On December 9, 1936, a written contract was entered into between the plaintiff as “Seller” and the defendant as “Buyer”, which provided that the “Seller has sold and the Buyer has bought the entire crop of merchantable” oranges then growing on a described grove, at $1.50 per cwt. It was agreed that the picking and hauling were to be done at the expense of the buyer at the time and in the manner directed by it, receipt of a part of the purchase price was acknowledged, and it was provided that the balance was to be paid ten days after the fruit was picked. It was further agreed that “no windfall, split, off-bloom, soft or frozen fruit is contracted for or is to be paid for under the terms of this contract”. A further provision, that the seller is to look after and irrigate and cultivate the grove whenever necessary, is a part of the contract form that was used but, as shown by the evidence, this provision had no application here.

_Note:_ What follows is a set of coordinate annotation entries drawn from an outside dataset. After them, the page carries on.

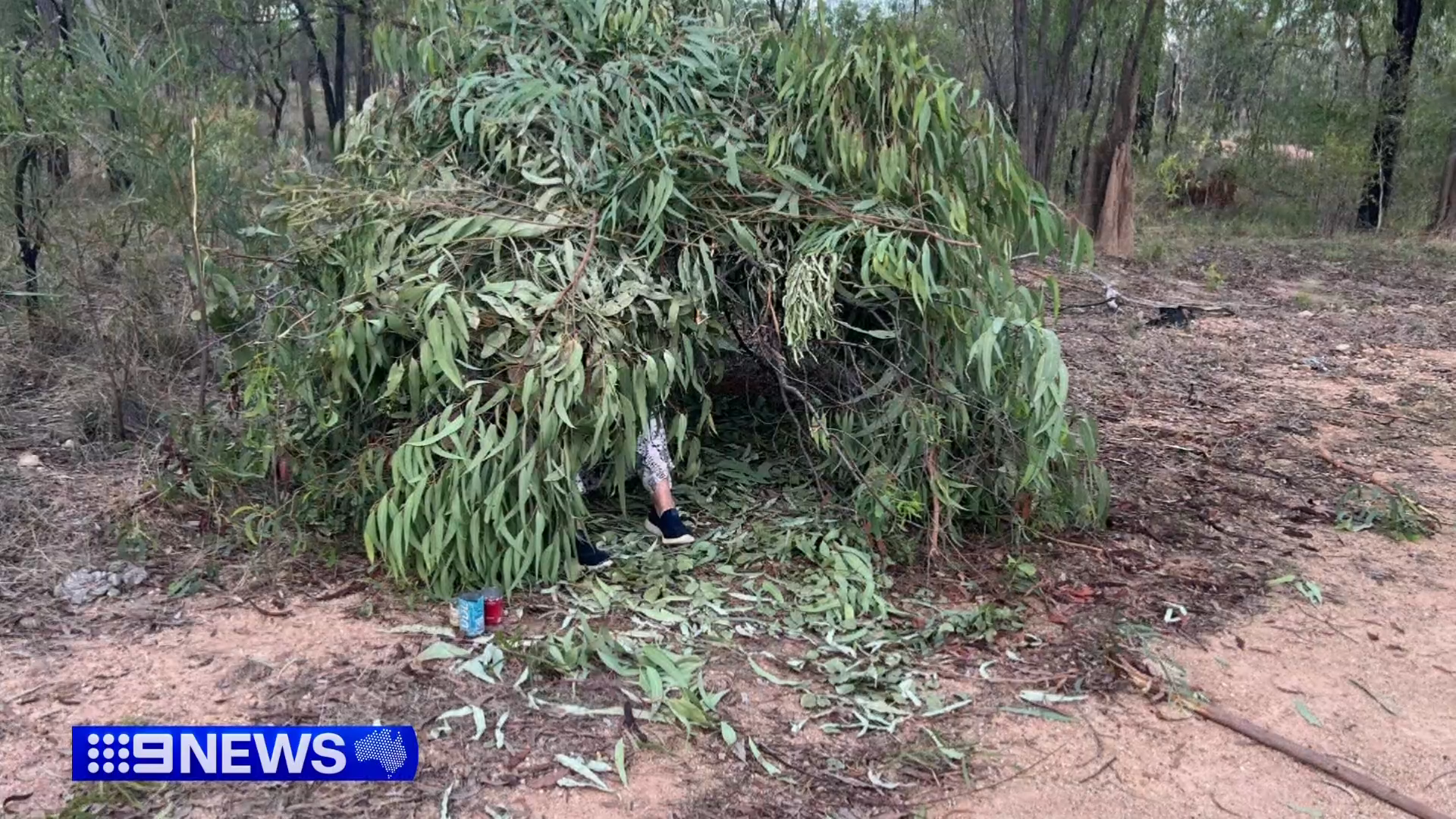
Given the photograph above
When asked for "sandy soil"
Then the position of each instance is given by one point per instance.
(1215, 439)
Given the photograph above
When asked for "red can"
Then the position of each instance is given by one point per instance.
(494, 608)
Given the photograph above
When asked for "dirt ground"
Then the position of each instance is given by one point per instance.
(1220, 441)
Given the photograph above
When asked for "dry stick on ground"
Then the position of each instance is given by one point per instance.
(1321, 761)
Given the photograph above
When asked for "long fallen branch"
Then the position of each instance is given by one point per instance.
(1155, 689)
(1321, 761)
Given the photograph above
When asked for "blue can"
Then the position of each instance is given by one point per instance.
(472, 613)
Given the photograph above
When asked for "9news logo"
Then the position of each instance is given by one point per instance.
(243, 754)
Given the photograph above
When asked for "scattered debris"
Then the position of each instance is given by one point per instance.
(1379, 700)
(85, 585)
(1310, 716)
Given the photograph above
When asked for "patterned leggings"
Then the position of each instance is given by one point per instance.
(654, 461)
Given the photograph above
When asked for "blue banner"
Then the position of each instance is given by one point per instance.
(142, 754)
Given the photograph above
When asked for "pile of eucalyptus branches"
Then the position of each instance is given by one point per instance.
(588, 209)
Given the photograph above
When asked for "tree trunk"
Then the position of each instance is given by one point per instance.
(25, 234)
(57, 19)
(1446, 197)
(22, 202)
(364, 83)
(1107, 187)
(303, 74)
(321, 66)
(278, 99)
(340, 74)
(1021, 99)
(1174, 104)
(1091, 107)
(1147, 93)
(1395, 93)
(1040, 77)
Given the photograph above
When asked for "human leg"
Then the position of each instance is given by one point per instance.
(588, 556)
(655, 468)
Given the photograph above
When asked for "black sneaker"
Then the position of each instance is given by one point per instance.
(590, 557)
(669, 526)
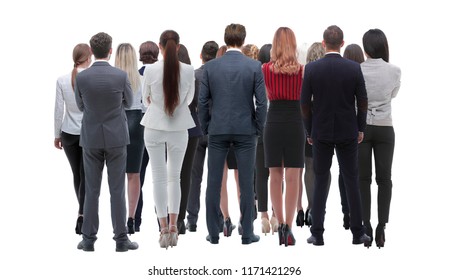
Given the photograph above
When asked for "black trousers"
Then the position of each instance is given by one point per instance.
(245, 153)
(378, 141)
(261, 179)
(74, 153)
(193, 202)
(347, 155)
(186, 172)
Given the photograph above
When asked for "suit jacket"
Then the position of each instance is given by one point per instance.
(337, 88)
(155, 116)
(235, 87)
(196, 131)
(103, 92)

The oranges in question were destroyed by a freeze on January 7 or 8, 1937. The complaint in this action contained one count based upon the oranges covered by the above-described contract and three other counts based upon similar contracts, in each of which the cause of action had been assigned to this plaintiff. There were two additional causes of action for commission which the defendant had agreed to pay in connection with the sale of other oranges upon similar contracts.'
There was evidence that at the time these contracts were entered into the oranges in the respective crops were all merchantable and free from any splits, off-bloom and soft fruit, and that all of said oranges were then ripe and ready for [641]picking. There is also evidence that on several occasions prior to the date of the freeze the plaintiff and his assignors informed the defendant that the crops were ready to be picked, that the defendant assured them that he would pick the oranges shortly, that there were many days of good picking weather between the date of the contracts and the date of the freeze, and that between those dates the defendant picked oranges from other groves which it had subsequently purchased at a lower price.
The court found in all respects in favor of the plaintiff and awarded him a judgment for $983, from which this appeal was taken.